Bill Clinton and Jimmy Carter went along for the ride, but on separate flights.
"Obama kept his usual quarters in the front of the plane, while the medical unit cabin was transformed into the Bushes’ quarters for the flight. Clinton stayed in the senior staff cabin."
Henri Le Riche estimates "Obama's expected 10-minute speech at Nelson Mandela's memorial will cost taxpayers at least $500,000 per minute."
That's not counting any cakes and coffee he and his inner circle consume aboard Air Force One during the 18,000-mile round trip to Johannesburg, via Dakar, in Senegal.In addition to Obama and his entourage aboard Air Force One, the government sent along the presidential security detail -- armed guards, bullet-proof limos, and other equipment -- on a far less luxurious C-17 cargo lifters based out of Andrews Air Force base. Cost: $23,811 per hour.
Obama’s trip is not merely ceremonial.
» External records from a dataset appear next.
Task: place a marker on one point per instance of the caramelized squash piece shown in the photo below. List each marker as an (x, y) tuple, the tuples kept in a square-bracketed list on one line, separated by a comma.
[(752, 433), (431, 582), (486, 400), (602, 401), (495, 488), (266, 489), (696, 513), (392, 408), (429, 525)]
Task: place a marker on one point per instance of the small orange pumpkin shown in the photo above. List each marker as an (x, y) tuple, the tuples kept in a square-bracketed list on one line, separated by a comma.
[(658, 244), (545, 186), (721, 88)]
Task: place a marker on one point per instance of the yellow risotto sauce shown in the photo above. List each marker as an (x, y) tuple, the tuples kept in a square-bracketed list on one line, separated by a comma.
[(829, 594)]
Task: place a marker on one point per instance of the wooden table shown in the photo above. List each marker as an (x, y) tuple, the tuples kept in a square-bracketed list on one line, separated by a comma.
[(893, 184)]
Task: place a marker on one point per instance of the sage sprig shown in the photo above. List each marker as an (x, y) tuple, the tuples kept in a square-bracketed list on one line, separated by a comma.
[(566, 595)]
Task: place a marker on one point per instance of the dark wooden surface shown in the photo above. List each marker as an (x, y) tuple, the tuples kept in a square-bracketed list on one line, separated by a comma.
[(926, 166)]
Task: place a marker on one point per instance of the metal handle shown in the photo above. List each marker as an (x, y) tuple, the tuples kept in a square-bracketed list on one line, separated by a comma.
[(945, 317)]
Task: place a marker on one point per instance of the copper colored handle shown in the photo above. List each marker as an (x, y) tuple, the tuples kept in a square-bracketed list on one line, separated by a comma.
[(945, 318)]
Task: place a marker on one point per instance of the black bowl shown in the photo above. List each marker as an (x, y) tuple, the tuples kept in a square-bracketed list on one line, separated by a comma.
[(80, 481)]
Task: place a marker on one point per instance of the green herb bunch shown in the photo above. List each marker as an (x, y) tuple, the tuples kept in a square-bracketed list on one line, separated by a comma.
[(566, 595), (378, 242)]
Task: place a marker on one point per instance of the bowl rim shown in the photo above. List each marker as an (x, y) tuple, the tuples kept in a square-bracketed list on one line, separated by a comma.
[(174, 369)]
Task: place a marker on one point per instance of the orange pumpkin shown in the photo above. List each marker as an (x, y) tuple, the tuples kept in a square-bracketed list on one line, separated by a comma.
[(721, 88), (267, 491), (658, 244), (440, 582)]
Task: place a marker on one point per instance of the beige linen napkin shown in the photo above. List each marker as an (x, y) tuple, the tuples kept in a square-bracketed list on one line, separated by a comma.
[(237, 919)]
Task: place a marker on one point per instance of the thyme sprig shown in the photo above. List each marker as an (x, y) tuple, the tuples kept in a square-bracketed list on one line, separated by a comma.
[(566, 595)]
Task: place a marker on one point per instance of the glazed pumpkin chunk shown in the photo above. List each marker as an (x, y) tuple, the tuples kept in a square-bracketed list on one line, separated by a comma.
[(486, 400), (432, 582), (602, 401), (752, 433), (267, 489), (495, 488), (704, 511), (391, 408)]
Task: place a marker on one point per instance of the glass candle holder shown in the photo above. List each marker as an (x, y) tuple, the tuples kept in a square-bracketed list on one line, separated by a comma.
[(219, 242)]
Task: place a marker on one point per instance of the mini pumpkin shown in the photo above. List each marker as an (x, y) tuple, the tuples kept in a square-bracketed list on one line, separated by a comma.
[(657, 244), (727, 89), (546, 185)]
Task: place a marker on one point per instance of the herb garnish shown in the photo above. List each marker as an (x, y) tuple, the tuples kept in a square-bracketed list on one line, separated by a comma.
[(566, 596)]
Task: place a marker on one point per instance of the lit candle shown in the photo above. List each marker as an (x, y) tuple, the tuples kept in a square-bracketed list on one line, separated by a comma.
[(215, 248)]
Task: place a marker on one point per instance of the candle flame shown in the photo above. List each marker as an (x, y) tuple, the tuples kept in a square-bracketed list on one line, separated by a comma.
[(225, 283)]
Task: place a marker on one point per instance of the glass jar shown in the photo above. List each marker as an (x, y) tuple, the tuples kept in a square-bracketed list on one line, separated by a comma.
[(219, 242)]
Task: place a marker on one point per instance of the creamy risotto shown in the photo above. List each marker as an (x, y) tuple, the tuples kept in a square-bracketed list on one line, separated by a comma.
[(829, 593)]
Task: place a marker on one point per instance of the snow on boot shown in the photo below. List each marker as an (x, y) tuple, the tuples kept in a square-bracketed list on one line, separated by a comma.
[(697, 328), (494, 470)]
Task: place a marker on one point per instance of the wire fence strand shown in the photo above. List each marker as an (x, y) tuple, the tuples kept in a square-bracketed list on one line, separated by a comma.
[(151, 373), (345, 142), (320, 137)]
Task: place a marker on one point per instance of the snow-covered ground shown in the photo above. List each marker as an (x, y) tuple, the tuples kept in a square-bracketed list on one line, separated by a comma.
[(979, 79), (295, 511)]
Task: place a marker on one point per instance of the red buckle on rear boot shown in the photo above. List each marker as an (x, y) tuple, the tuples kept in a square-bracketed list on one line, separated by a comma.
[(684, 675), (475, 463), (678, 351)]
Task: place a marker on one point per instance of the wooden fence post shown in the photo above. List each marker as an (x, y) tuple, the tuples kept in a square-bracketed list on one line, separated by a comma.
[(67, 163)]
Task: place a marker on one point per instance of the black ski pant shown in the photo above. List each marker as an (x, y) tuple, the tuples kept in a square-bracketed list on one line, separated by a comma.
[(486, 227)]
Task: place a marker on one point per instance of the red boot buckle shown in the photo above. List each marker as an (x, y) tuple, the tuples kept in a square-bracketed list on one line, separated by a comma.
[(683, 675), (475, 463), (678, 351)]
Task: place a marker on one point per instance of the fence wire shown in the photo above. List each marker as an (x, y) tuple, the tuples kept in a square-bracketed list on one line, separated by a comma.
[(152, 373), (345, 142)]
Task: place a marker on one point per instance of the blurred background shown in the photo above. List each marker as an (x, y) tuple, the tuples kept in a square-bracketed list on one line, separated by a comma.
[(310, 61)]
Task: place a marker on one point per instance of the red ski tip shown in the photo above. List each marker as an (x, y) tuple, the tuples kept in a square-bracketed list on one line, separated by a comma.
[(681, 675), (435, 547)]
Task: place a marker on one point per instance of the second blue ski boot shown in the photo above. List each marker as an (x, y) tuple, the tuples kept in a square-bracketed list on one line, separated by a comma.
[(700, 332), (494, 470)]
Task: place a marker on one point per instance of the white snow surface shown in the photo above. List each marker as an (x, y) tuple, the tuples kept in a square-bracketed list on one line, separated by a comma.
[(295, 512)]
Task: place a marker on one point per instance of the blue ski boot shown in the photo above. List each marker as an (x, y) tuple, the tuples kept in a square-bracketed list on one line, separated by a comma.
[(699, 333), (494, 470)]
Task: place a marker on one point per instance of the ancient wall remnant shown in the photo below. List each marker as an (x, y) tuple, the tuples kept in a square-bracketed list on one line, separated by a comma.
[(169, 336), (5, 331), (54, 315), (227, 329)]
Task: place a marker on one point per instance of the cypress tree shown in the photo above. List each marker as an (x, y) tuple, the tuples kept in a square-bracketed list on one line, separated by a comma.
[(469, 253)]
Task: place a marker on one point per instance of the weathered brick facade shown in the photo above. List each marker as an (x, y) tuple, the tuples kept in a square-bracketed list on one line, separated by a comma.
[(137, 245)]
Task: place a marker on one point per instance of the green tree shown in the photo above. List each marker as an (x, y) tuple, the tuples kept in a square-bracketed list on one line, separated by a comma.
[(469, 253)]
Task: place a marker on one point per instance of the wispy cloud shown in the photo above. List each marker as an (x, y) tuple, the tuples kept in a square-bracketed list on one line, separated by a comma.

The high profile event serves as a spectacular propaganda piece to highlight multiculturalism, the latest political control tool exploited by the establishment.
Incidentally, the ideological heirs to Mandela’s communism do not support Obama’s presence in South Africa.
A statement issued by the National Unions of Metalworkers of South Africa, the South African Communist Party, the Young Communist League of South Africa, the South African Students' Congress, the Muslim Students' Association, the National Education, Health and Allied Workers' Union, the Congress of South African Trade Unions, the Friends of Cuba Society, Boycott, Divestment and Sanctions against Israel in South Africa, and the World Federation of Trade Unions condemn the U.S. Public relations stunt.
"Our rejection is based the US's arrogant, selfish and oppressive foreign policies, treatment of workers and international trade relations that are rooted in war-mongering, neo-liberal super-exploitation, colonial racism and the disregard and destruction of the environment, thus making the realization of a just and peaceful world impossible," the statement declares.
The rejection is interesting considering the United States was instrumental in the effort to dismantle apartheid. The Comprehensive Anti-Apartheid Act of 1986, enacted by Congress, imposed sanctions that ultimately led to the release of Nelson Mandela and other political prisoners and the end of apartheid.